Theoretical and Practical Implications

• Dilution Factor: The research introduces a dilution factor stemming from inflation which can effectively reconcile models where dark matter is overly abundant. This implies a paradigm shift, where weakly interacting massive particles (WIMPs) with lower annihilation cross-sections can still represent the viable dark matter candidate.

• Axion Production: The framework posits that late-time inflation near the QCD phase transition could mitigate axion overproduction without anthropic tuning. This corrigibility is appealing for theories motivated by high-scale physics.

• Viability of Asymmetric Dark Matter: The paper outlines potential impacts on asymmetric dark matter models where a primordial asymmetry exists between matter and antimatter components. It explores possibilities where late-time inflation coupled with symmetric or asymmetric reheating affect the observed dark matter quantity.

Prospects for Future Research

The findings suggest further exploration into the hidden sector dynamics that could induce such inflationary phases. Prospective experimental avenues might include probing high energy scales for associated phase transitions contributing to late-time inflation.
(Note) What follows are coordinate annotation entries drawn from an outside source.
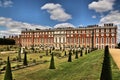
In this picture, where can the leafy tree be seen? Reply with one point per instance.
(106, 73)
(76, 56)
(85, 51)
(88, 50)
(32, 48)
(52, 65)
(25, 59)
(73, 51)
(81, 53)
(119, 45)
(65, 54)
(50, 51)
(47, 52)
(8, 73)
(19, 55)
(70, 56)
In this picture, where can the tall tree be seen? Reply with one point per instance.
(85, 51)
(70, 56)
(76, 56)
(81, 53)
(65, 54)
(106, 73)
(8, 73)
(52, 65)
(47, 52)
(19, 55)
(25, 59)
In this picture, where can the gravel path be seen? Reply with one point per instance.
(116, 56)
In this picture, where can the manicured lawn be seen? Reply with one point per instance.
(87, 67)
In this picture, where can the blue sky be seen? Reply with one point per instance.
(18, 14)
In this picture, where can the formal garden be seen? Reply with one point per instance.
(56, 64)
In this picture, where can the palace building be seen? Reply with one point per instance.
(91, 36)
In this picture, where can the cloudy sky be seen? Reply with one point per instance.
(16, 15)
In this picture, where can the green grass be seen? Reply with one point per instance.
(87, 67)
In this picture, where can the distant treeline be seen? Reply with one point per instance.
(7, 41)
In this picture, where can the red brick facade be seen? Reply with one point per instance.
(96, 36)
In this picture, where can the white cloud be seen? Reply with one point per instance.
(112, 17)
(15, 27)
(102, 5)
(93, 16)
(56, 12)
(63, 25)
(6, 3)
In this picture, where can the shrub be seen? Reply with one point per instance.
(106, 73)
(8, 73)
(65, 54)
(25, 59)
(52, 65)
(81, 53)
(76, 56)
(70, 56)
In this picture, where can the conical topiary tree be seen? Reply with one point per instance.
(73, 51)
(70, 56)
(106, 73)
(81, 53)
(76, 55)
(85, 51)
(47, 52)
(50, 51)
(65, 54)
(88, 50)
(19, 55)
(25, 59)
(8, 73)
(52, 65)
Additionally, investigating relations between baryogenesis and inflatable dark matter could yield significant insights.

In conclusion, "Inflatable Dark Matter" advocates for a cosmological model where non-standard thermal histories provide a mechanism to explain dark matter's constraints, advocating flexibility in interpreting null results from current experimental efforts. This adaptability in dark matter research hints at a broader interplay between particle physics, cosmology, and high-scale theories in the quest to understand the universe's composition.